Zauberspiel, Kolonialismusstudie, Tugendtraktat: Shakespeares "Der Sturm" kann vieles sein. Am Grazer Schauspiel richtet Regisseur Stephan Rottkamp mit diesen Aromaten ein intensives Rachedrama an. Von seinem Bruder und dem König von Neapel um sein Herzogtum betrogen, bringt der auf eine Insel verbannte Magier Prospero durch den titelgebenden Sturm ein Schiff zum Kentern, auf dem die beiden mit ihrem Gefolge reisen. Die Gestrandeten verwickelt er in ein Vexierspiel, in dessen Zuge eine Liebe gestiftet und Mordkomplotte verhindert werden müssen, ehe die vielleicht edelste Haltung wirksam wird, zu der der Mensch fähig ist: Vergebung.

Als Prospero ist die wunderbare Burgschauspielerin Barbara Petritsch zu sehen: ein rigider Rächer, gänzlich unerlöst im Hass auf die Verräter. Petritsch spielt das ohne eindeutige Geschlechtszugehörigkeit - diese wird erst relevant, weil der Regisseur auch ihre beiden Knechte, den Luftgeist Ariel und den Hexenbalg Caliban, von Frauen spielen lässt. Ersteren gibt Sarah Sophia Meyer als übermütigen, gutherzigen Kobold. Mit der atemberaubenden Bedingungslosigkeit, die innerhalb einer halben Saison zu ihrem Markenzeichen geworden ist, wirft sich die außerordentliche Julia Gräfner in die Rolle des unterjochten, tückischen Caliban.

Um dieses Trio gedemütigter Weiblichkeit gruppiert Rottkamp einen Karnevalszug glitzernder, überschminkter Tölpel, die ahnungslos über die Insel stolpern. Bühnenbildner Ralph Zeger hat dafür eine grandios finstere, schlammige Suhle gebaut, einen Morast aus Macht und Gier, der jeden besudelt, der ihn betritt.
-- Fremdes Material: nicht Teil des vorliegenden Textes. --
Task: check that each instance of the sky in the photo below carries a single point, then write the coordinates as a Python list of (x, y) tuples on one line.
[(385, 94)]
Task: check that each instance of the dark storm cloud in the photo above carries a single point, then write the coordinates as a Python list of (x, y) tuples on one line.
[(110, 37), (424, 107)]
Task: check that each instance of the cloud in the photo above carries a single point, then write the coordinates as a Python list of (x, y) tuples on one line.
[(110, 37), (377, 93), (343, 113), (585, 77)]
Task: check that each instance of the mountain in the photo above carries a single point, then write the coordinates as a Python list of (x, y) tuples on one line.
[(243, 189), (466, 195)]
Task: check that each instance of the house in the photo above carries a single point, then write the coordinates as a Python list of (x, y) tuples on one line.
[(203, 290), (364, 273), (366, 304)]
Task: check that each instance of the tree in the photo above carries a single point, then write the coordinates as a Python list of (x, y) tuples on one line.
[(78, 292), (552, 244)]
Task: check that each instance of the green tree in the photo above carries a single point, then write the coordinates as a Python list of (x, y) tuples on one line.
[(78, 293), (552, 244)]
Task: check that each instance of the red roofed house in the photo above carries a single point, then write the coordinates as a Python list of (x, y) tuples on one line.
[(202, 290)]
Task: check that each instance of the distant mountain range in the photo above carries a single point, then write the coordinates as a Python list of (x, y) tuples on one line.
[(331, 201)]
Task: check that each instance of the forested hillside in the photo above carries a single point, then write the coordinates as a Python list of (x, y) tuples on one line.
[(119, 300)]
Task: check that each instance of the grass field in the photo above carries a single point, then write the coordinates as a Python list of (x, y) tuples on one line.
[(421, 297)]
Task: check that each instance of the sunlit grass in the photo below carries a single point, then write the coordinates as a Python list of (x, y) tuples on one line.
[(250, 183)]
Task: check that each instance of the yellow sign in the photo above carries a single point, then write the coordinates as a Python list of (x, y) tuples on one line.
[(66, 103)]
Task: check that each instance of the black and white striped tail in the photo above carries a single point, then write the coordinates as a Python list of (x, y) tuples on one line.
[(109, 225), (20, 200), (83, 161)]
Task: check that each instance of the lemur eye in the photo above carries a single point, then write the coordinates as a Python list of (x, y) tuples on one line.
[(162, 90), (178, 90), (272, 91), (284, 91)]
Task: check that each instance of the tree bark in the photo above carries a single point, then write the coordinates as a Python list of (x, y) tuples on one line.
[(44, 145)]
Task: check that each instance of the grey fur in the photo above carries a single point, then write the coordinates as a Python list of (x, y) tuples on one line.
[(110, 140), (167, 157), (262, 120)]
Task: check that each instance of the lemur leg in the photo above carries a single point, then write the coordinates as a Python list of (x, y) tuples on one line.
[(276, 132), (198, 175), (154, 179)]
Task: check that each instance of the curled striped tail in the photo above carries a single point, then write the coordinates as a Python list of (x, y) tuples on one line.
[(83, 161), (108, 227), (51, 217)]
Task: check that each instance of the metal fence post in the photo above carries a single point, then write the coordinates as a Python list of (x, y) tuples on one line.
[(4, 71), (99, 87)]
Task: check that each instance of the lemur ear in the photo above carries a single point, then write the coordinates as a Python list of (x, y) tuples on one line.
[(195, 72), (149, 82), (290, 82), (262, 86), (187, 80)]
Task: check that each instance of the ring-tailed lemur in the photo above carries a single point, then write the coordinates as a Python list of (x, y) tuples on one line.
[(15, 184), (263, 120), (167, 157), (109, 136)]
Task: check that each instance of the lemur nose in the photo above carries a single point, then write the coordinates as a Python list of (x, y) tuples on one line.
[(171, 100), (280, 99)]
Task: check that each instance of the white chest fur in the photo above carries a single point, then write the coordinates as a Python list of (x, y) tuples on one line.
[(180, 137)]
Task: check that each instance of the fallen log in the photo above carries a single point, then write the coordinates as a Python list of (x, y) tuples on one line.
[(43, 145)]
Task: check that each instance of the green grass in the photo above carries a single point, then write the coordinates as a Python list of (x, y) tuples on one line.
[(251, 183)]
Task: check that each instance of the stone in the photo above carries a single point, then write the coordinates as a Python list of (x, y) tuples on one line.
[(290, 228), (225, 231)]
Am Ende sind sie alle fleckig und nass: die Knechte Stephano und Trinculo (Benedikt Greiner, Pascal Goffin), die sich selbst schon als Inselherren sahen, das Liebespaar Miranda und Ferdinand (Tamara Semzov, Raphael Muff), das ebenso zum Spielball von Prosperos Zauberkünsten wird wie das höfische Quartett Gerhard Balluch, Nico Link, Jan Fredrik Hofmann, Franz Solar.

Etliche hübsche Slapstickeinlagen trösten nicht ganz über die gar zu schneidigen Striche dieser nachtfarbenen Inszenierung hinweg. Die mündet nach knapp zwei Stunden immerhin in ein zärtliches, schönes Bild - wenn erst Ariels Mitleid mit den bußfertigen Bösewichten Prospero zur Barmherzigkeit und damit zur Einsicht nötigt, dass Weisheit ohne Güte nichts gilt. Und dass Vergebung schmerzt, wenn der Hass eine so bequeme Stütze war.